Après L’Affaire Makropoulos en octobre 2020, dont seulement deux représentations avaient pu avoir lieu en raison de la pandémie, puis une superbe production de Jenůfa en mai dernier, le Grand Théâtre de Genève poursuit son cycle Janácek avec le même bonheur, en présentant cette fois Kátia Kabanová. Comme pour Jenůfa, Tatjana Gürbaca tape dans le mille : la metteur en scène allemande signe une production sobre, prenante et émouvante à la fois. Lorsque les spectateurs entrent dans la salle, avant même que s’égrènent les premières notes, des écrans projettent des images d’un fleuve – la Volga en l’occurrence – qui coule lentement et majestueusement. Un fleuve qui symbolise les rêves et les aspirations de Kátia Kabanová, sorte de Madame Bovary slave du début du siècle passé, comme le dit elle‑même Tatjana Gürbaca. Un fleuve aussi dans lequel se jettera l’héroïne pour avoir trompé son mari et enfreint les règles de la société. Deux structures rectangulaires en bois – qui ne sont pas sans rappeler le décor de Jenůfa – l’une, à l’avant‑scène, beaucoup plus grande que l’autre, figurent le monde étriqué duquel Kátia Kabanová veut s’échapper. Lorsque Tikhon, son mari, part en voyage, des rideaux noirs viennent cacher les fenêtres, rendant l’atmosphère encore plus oppressante et claustrophobique. Cet univers est peuplé de personnages tout à fait banals et ordinaires, habillés sans aucun goût, arborant des poses figées, comme des marionnettes. Le couple de jeunes amants que forment Varvara et Kudrjas, naturels et désinvoltes, sont les seuls qui ont réussi à être un tant soit peu libres dans cette société raide et indifférente aux sentiments, sclérosée par le qu’en‑dira‑t‑on et les convenances. Une production d’une austérité délibérée, hautement symbolique, sans rien de pittoresque, mais captivante de bout en bout et particulièrement prenante, avec une direction d’acteurs ciselée en orfèvre.

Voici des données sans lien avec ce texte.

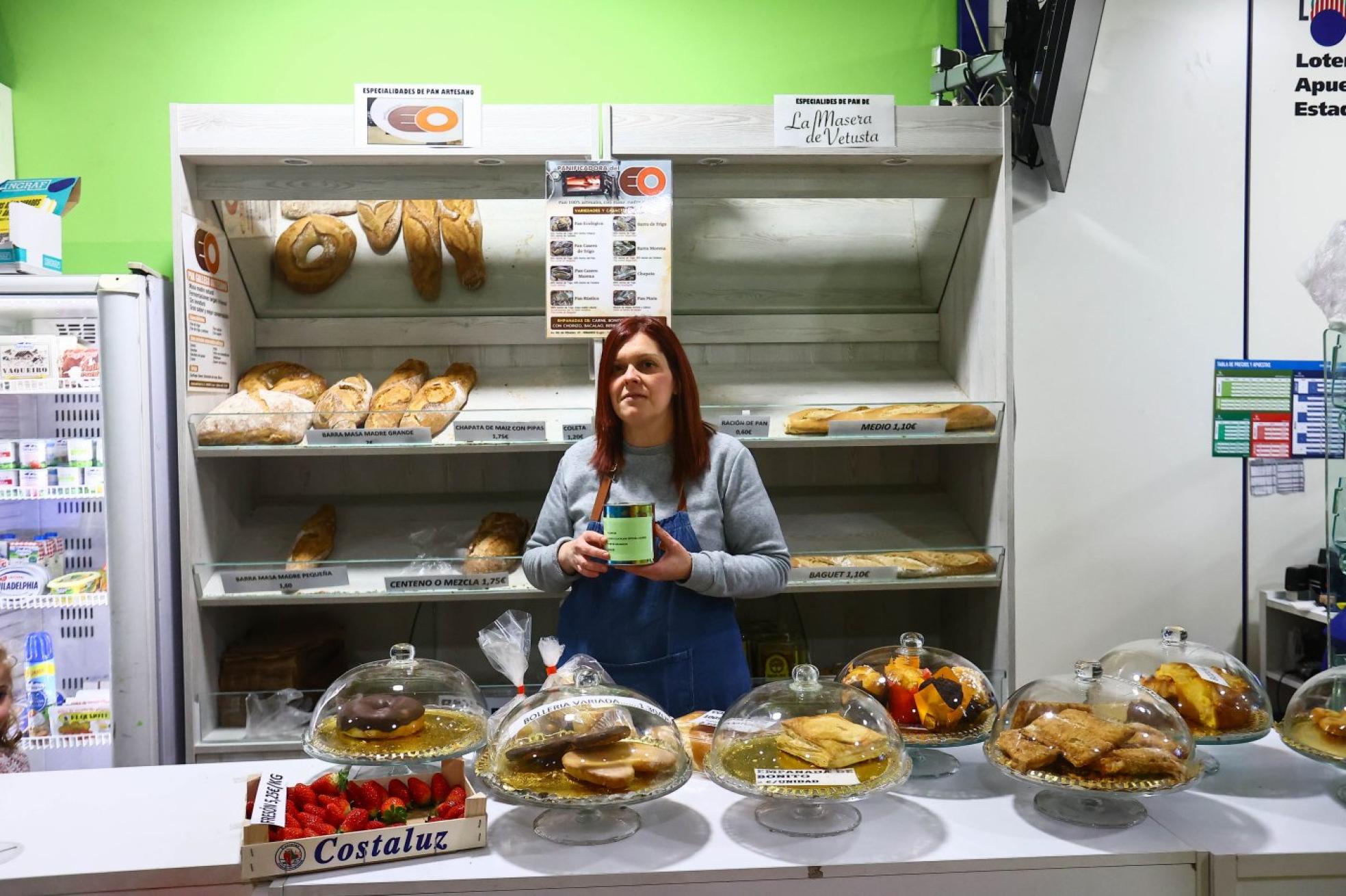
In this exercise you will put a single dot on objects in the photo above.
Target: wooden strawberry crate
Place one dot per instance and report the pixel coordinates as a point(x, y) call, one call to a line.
point(423, 836)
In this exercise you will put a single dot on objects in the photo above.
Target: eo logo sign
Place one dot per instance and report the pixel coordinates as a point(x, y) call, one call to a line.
point(1326, 21)
point(208, 250)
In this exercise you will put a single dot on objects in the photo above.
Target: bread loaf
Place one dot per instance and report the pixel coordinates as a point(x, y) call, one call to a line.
point(345, 406)
point(462, 230)
point(421, 237)
point(315, 538)
point(438, 403)
point(396, 393)
point(497, 536)
point(381, 221)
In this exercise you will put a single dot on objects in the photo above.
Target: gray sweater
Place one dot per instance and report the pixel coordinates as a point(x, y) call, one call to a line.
point(743, 552)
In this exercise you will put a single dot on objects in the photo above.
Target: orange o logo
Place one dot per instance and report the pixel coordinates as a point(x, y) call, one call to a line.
point(436, 119)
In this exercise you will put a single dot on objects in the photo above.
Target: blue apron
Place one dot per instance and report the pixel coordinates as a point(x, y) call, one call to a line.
point(661, 640)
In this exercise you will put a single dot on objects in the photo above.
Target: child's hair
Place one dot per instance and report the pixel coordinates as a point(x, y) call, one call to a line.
point(8, 727)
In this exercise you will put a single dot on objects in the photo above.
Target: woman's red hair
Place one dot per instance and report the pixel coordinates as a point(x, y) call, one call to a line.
point(691, 435)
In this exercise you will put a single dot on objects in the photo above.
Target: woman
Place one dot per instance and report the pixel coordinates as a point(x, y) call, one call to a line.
point(668, 629)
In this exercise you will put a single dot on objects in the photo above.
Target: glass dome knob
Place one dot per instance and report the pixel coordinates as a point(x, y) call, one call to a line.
point(1174, 635)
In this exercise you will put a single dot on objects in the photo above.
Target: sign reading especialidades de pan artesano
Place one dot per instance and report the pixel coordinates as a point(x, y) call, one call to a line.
point(609, 245)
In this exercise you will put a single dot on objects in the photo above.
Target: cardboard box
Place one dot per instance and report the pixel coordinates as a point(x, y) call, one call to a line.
point(421, 837)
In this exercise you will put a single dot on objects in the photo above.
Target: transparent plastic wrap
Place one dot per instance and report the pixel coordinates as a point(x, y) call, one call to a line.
point(1323, 276)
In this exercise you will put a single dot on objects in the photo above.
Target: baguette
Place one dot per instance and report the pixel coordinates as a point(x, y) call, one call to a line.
point(381, 221)
point(345, 406)
point(396, 393)
point(421, 237)
point(315, 540)
point(438, 403)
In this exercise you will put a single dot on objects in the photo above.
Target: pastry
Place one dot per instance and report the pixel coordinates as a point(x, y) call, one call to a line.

A la tête d’un Orchestre de la Suisse romande des grands soirs, Tomás Netopil (déjà aux commandes musicales de L’Affaire Makropoulos) a su rendre avec une belle énergie les frémissements de la partition, ses effusions lyriques, mais aussi ses aspérités et ses côtés sombres et oppressants, en toute fluidité et avec de grandes respirations. Superbe Jenůfa sur ces mêmes planches en début d’année, Corinne Winters renouvelle en Kátia Kabanová son exploit de Salzbourg cet été, unanimement salué par la critique : sa silhouette frêle et son naturel désarmant traduisent à merveille toute la fragilité et la détresse de l’héroïne, mais aussi sa détermination et sa volonté de vivre la vie dont elle a envie, bref une présence scénique lumineuse et envoûtante. Son chant est ardent et expressif, avec des aigus rayonnants et un timbre extrêmement bien projeté. Même si elle parle davantage qu’elle ne chante, Elena Zhidkova est une belle‑mère autoritaire et menaçante, drapée dans un conformisme tyrannique, qui prend un malin plaisir à ridiculiser son propre fils. Un fils, Tikhon, qui est l’incarnation de la soumission et de la faiblesse absolues, incarné par la voix grave et sonore de Magnus Vigilius, parfaitement à l’opposé du timbre clair et lyrique d’Ales Briscein en Boris, le rival. Tómas Tómasson compose un Dikój tout aussi ridicule qu’inquiétant, qui va jusqu’à essayer d’obtenir les faveurs de la Kabanikha, l’épouvantable belle‑mère. Ena Pongrac est en quelque sorte la révélation de la soirée, Varvara délicieuse et sensuelle, à la forte présence scénique et au timbre frais et souple. Sam Furness est, pour sa part, un Kudrjas décontracté et drôle, aux accents lumineux. Comme Jenůfa, cette Kátia Kabanová restera dans les annales du Grand Théâtre de Genève.